The majority party in the legislature typically uses the period before the veto break to push priority items on their agenda and this session was no exception.
House Bill 9 would create a funding mechanism for charter schools in Kentucky.
Charter schools were legalized in Kentucky five years ago, but none have been set up because lawmakers didn't set aside any money. Beshear vowed to veto this bill, which has earned bipartisan opposition.
Those in support of HB 9 argue that there's a need for charter schools as an alternative option for students who can't afford private school but aren't doing well in traditional public schools.
"I think charter schools offers unfair advantages to certain individuals. I think charter schools will take funding away from our local schools," Rep. Timmy Truett.
To override a likely veto, lawmakers can't afford to lose a single yes vote in the House.
"The reality is the research shows us we need to try this in our urban areas. It's not gonna be a panacea, it's not gonna cure all of our woes. It's just another option for parents to choose," said Rep. Chad McCoy.
House Bill 7 passed by a much wider margin in the House last week. HB 7 would establish more restrictions on public assistance programs, an effort proponents say would help people become more self-sufficient.

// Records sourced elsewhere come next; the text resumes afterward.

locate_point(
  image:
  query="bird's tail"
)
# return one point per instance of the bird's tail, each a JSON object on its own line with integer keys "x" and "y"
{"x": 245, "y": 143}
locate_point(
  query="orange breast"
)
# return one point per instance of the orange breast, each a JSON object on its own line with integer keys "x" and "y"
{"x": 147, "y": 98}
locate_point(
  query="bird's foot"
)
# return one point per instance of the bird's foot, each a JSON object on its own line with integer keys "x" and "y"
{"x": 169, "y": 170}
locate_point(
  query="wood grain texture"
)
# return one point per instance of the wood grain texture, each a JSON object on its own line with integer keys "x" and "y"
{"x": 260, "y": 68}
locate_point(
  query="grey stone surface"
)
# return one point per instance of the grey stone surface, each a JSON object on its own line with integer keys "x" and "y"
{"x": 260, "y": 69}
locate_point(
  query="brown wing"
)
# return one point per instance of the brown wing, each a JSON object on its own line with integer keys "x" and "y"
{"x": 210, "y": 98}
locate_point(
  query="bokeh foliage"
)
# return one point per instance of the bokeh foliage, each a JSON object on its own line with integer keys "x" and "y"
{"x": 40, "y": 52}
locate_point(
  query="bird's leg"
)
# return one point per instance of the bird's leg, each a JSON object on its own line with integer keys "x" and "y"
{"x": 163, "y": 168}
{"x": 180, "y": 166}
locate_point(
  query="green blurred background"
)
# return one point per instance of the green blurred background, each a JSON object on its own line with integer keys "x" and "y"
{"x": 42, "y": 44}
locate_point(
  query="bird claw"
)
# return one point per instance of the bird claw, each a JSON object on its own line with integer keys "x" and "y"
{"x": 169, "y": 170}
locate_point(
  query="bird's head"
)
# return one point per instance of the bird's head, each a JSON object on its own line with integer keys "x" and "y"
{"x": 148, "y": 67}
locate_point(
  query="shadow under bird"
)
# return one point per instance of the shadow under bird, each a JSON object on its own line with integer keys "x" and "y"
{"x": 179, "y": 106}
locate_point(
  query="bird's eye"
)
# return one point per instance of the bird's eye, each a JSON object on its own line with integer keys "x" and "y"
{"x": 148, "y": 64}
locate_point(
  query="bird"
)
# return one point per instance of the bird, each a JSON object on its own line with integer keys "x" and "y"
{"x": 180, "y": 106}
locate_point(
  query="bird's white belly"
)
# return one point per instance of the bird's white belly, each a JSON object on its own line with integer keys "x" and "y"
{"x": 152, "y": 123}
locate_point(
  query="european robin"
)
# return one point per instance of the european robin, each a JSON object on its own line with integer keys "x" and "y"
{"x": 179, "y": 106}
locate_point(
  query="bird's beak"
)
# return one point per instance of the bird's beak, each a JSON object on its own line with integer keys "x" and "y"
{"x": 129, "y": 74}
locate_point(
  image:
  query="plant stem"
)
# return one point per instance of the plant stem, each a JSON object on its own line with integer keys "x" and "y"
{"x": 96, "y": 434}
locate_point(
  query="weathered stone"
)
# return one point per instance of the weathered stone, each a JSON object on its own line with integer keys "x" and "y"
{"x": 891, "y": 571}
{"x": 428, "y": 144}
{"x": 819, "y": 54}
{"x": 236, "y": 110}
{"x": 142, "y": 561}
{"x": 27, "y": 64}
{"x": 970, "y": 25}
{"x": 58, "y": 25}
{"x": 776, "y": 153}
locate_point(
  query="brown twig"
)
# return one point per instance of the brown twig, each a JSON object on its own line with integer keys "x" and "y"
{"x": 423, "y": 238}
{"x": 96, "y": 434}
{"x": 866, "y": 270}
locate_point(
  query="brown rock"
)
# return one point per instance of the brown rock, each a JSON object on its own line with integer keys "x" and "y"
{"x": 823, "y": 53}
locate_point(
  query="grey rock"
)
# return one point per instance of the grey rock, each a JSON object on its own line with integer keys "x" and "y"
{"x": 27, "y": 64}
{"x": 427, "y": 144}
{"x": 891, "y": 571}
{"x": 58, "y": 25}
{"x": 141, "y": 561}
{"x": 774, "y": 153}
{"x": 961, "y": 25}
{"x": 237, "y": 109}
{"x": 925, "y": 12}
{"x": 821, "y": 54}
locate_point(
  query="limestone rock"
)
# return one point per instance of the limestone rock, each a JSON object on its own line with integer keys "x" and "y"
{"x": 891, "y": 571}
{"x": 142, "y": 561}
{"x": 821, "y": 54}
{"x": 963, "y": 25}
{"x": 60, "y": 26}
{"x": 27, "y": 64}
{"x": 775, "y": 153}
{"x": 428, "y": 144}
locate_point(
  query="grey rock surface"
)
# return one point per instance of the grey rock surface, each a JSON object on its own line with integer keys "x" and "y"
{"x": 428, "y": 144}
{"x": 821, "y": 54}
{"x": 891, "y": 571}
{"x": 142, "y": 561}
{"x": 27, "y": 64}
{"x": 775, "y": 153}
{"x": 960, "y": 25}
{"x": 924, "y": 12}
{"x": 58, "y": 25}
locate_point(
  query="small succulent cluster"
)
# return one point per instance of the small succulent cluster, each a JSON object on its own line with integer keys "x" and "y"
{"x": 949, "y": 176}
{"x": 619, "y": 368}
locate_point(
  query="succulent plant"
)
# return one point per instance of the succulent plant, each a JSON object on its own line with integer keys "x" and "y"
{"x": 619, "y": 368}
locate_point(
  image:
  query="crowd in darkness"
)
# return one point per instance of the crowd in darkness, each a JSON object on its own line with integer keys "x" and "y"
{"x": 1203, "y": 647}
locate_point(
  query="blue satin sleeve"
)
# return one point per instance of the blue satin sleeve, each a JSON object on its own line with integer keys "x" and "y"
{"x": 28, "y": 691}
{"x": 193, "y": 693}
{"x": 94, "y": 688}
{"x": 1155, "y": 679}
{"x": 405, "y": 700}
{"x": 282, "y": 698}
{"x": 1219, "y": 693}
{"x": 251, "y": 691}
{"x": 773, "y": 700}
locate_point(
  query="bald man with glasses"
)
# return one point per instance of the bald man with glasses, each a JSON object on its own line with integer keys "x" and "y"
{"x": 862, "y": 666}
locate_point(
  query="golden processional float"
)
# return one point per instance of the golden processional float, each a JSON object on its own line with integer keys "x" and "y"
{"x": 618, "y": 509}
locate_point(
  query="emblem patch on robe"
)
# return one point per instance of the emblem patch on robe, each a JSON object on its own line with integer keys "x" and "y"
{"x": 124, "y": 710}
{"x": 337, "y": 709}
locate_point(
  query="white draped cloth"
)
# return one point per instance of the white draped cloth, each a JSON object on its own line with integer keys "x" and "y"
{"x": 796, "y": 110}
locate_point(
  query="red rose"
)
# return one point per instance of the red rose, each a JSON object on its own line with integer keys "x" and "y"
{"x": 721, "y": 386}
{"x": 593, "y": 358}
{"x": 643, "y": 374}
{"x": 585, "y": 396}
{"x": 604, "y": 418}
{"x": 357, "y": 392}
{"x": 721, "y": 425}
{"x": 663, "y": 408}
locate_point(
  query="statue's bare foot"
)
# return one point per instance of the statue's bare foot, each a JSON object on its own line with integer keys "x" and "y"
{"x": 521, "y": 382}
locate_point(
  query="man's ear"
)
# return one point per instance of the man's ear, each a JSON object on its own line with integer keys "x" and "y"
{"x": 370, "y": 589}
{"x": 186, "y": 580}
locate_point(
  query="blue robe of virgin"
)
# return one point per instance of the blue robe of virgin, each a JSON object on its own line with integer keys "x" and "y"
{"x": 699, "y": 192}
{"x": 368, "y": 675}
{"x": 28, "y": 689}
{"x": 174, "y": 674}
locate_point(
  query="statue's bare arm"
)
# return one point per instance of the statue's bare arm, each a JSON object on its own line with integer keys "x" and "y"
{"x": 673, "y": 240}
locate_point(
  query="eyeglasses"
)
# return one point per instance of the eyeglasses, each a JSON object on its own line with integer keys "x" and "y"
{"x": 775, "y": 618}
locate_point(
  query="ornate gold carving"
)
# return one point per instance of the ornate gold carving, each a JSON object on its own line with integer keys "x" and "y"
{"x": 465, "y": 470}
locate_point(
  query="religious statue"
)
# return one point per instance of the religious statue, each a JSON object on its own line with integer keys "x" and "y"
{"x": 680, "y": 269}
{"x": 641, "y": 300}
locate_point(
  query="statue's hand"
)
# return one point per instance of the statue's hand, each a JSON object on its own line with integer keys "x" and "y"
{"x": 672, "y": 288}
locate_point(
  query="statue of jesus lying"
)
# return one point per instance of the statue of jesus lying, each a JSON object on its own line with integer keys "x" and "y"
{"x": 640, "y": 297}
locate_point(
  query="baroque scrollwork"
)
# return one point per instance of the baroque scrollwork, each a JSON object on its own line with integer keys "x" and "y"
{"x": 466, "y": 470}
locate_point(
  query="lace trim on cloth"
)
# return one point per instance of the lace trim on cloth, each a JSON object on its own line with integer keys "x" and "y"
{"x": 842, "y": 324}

But Beshear has signaled he'll veto the measure, calling it cruel.
"House Bill 7 is going to decimate, decimate our safety net. It's going to harm thousands upon thousands of Kentuckians," said Beshear.
Finally, there is House Bill 3, a sweeping anti-abortion bill that would—among other things—ban most abortions after 15 weeks and restrict the delivery of medical abortion through the mail.
The bill does not have an exception for victims of rape or incest. It's a provision some lawmakers wanted but it was voted down when it came to the floor as a last minute amendment.
It's not clear how Beshear will act on HB 3. When asked about anti-abortion efforts in the legislature last month, Beshear said, "I will veto any extremist bill. And by that, I mean, I've fought for justice for victims, especially of rape and incest as attorney general."
Beshear's veto break ends April 11.
While the governor has the veto pen through April 11, the fate of these three bills may not be up to him in the end. The final two days of the session allows for lawmakers to override the governor's vetoes.